Nous veillons également à avoir des orateurs locaux et
venus de l’étranger. Ce mélange permet de se confronter à de nouvelles idées et
de découvrir de nouvelles manières de faire. Nous laissons une large place aux
échanges directs, que ce soit lors des discussions en panel ou lors des moments
de networking, pour qu’il y ait une véritable interaction entre présentateurs
et audience.
Les acteurs étrangers apportent leurs visions propres qui
sont peut-être différentes de celles prédominantes dans nos contrées. En
participant à nos événements, ils découvrent aussi à leur tour un marché
luxembourgeois qu’ils ne connaissaient pas ou peu.

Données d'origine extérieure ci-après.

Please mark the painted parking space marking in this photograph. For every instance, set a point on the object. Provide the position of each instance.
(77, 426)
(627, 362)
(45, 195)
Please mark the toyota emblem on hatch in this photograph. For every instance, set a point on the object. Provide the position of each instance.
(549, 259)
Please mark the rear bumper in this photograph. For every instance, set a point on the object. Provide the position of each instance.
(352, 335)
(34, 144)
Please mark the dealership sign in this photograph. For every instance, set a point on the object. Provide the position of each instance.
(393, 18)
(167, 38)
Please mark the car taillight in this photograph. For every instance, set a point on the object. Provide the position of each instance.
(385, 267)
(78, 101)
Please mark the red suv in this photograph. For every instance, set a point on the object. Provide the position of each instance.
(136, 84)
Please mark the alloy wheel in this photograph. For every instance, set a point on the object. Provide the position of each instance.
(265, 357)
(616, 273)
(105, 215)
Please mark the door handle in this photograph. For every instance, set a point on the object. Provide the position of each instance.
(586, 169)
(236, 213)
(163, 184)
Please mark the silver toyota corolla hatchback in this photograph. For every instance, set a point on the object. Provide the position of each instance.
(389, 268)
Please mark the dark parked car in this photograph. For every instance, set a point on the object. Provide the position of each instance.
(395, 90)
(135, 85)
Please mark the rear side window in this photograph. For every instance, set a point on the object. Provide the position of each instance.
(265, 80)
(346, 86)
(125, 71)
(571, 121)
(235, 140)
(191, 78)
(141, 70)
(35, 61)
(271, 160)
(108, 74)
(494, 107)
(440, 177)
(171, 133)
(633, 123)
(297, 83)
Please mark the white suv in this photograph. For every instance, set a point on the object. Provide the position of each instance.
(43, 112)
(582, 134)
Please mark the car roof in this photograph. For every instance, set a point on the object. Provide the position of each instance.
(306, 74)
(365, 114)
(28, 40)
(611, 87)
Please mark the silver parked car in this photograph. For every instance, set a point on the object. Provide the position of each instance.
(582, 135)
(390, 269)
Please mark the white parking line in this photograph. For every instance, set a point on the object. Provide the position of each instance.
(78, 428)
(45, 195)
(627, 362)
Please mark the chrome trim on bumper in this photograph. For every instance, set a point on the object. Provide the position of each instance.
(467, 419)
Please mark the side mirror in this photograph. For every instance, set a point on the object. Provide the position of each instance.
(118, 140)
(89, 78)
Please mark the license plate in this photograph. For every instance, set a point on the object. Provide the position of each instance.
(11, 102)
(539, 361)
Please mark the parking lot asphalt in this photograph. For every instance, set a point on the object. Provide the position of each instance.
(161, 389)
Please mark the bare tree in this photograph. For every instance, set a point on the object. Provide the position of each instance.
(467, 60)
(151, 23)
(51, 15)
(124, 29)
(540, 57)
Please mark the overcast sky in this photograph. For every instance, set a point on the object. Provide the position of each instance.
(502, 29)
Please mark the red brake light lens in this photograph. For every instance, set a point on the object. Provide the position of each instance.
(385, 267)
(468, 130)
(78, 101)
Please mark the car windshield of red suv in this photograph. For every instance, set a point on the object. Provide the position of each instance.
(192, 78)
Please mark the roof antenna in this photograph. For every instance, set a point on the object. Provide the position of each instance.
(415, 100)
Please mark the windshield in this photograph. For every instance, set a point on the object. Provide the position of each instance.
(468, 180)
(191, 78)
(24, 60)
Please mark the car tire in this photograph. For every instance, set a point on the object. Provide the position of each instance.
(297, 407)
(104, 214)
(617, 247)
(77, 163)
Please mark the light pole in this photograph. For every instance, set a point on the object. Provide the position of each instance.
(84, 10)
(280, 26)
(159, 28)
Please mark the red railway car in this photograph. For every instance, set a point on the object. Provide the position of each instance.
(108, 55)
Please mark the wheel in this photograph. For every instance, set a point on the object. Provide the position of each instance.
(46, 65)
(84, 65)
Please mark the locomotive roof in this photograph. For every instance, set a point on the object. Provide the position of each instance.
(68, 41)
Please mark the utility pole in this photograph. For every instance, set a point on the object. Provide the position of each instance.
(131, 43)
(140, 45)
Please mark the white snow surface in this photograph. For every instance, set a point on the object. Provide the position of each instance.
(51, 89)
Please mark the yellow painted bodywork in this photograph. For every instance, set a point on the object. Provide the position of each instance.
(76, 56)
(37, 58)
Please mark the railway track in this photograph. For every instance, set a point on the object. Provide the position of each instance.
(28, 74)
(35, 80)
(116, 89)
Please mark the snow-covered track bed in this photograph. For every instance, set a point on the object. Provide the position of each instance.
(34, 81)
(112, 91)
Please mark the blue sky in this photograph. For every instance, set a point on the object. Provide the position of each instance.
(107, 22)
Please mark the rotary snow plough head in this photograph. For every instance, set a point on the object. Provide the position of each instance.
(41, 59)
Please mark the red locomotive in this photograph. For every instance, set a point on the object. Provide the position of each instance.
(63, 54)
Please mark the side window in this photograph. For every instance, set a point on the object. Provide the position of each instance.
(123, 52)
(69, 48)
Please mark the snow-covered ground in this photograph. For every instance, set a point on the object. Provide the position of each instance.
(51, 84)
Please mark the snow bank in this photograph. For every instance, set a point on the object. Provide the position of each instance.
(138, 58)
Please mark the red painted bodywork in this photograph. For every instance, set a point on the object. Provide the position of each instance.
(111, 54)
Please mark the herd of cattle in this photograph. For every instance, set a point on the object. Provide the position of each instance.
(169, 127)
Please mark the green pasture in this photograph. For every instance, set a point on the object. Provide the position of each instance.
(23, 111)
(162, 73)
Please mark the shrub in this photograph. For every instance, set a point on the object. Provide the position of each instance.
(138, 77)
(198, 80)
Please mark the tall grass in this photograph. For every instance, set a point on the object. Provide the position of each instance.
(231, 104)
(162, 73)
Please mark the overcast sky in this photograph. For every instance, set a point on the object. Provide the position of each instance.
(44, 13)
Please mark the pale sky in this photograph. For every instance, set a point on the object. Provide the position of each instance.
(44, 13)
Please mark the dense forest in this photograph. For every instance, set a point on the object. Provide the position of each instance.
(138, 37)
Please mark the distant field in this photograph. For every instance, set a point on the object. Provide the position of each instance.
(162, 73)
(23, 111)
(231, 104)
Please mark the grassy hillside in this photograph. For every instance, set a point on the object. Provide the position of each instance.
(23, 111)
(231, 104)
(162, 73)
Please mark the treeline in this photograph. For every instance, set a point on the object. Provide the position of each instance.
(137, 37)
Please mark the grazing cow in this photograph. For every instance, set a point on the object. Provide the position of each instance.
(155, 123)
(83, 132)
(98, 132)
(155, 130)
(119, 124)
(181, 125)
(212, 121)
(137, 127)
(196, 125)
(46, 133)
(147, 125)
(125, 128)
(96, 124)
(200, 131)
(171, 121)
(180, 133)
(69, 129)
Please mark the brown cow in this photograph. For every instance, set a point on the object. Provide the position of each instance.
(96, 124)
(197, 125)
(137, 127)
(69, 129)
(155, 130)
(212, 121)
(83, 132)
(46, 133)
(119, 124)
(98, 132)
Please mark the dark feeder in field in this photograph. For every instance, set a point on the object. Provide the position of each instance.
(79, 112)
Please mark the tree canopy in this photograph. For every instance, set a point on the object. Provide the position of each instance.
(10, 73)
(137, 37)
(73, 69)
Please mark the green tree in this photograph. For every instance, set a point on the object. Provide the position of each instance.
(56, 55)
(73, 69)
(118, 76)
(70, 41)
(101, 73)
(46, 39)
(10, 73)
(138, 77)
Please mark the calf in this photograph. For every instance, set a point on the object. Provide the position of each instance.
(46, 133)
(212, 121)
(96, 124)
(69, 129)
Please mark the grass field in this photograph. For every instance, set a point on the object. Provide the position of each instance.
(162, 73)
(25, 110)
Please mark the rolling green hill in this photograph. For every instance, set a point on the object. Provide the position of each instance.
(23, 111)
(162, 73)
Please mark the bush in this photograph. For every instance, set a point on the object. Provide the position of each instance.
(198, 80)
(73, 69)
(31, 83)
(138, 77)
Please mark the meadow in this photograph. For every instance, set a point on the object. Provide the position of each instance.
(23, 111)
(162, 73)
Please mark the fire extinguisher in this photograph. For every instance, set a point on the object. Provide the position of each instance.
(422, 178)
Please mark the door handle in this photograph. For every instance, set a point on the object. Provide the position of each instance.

Et puis, en permettant aux acteurs locaux de se présenter
au Summit, nous leur proposant une plateforme intéressante pour faire connaître
leurs services et leur savoir-faire à un public plus large.
TS : Comment
voyez-vous l'évolution du débat sur la gouvernance décentralisée et son
importance pour l'avenir de la blockchain ?
TK : La gouvernance
décentralisée est au cœur du web 3 qui se caractérise notamment par
l’interaction directe des participants (humains ou non) à un réseau sans passer
par un intermédiaire. La blockchain assumera de plus en plus son rôle de
‘enabling technology’, c’est-à-dire de technologie de base sur laquelle
d’autres technologies viendront construire des applications.
Prenez le cas d’une
application IoT où les données provenant de différents capteurs alimentent une
IA qui à son tour peut déclencher différentes actions via des scripts appelés smart
contracts. Un exemple tout simple pourrait être une mesure du niveau de trafic
associée à la gestion de feux tricolores. Les flux de données, c’est-à-dire qui
a envoyée quand et quoi à qui d’autre, ainsi que les smart contracts sont
enregistrés dans la blockchain. Dans ce scénario, il est par exemple essentiel
de définir qui peut inscrire quoi sur la blockchain pour déclencher quelle
action. C’est une question de gouvernance. Et de responsabilités.
Par ailleurs, de nombreux
acteurs souhaitent désormais collaborer ensemble non plus sous forme de
structure juridique classique comme une sàrl ou une SA, mais sous forme de DAO,
d’organisation autonome décentralisée.
Les textes légaux et réglementaires n’étant pas toujours alignés aux possibilités que présentent la gestion décentralisée et les DAOs, le sujet restera d’actualité. Il y a 5 ans, lors de l’entrée en application du règlement général sur la protection des données, on craignait la fin de la blockchain en Europe. Or, il n’est rien et le monde blockchain a pu s’adapter aux contraintes qui découlent de ce règlement. Comme pour toute nouvelle technologie, des questions restent ouvertes et je suis confiant que des réponses seront trouvées. Cela prendra peut-être du temps, mais ça n’empêchera pas la blockchain de se continuer à se développer.
Propos recueillis par Kamel Amroune.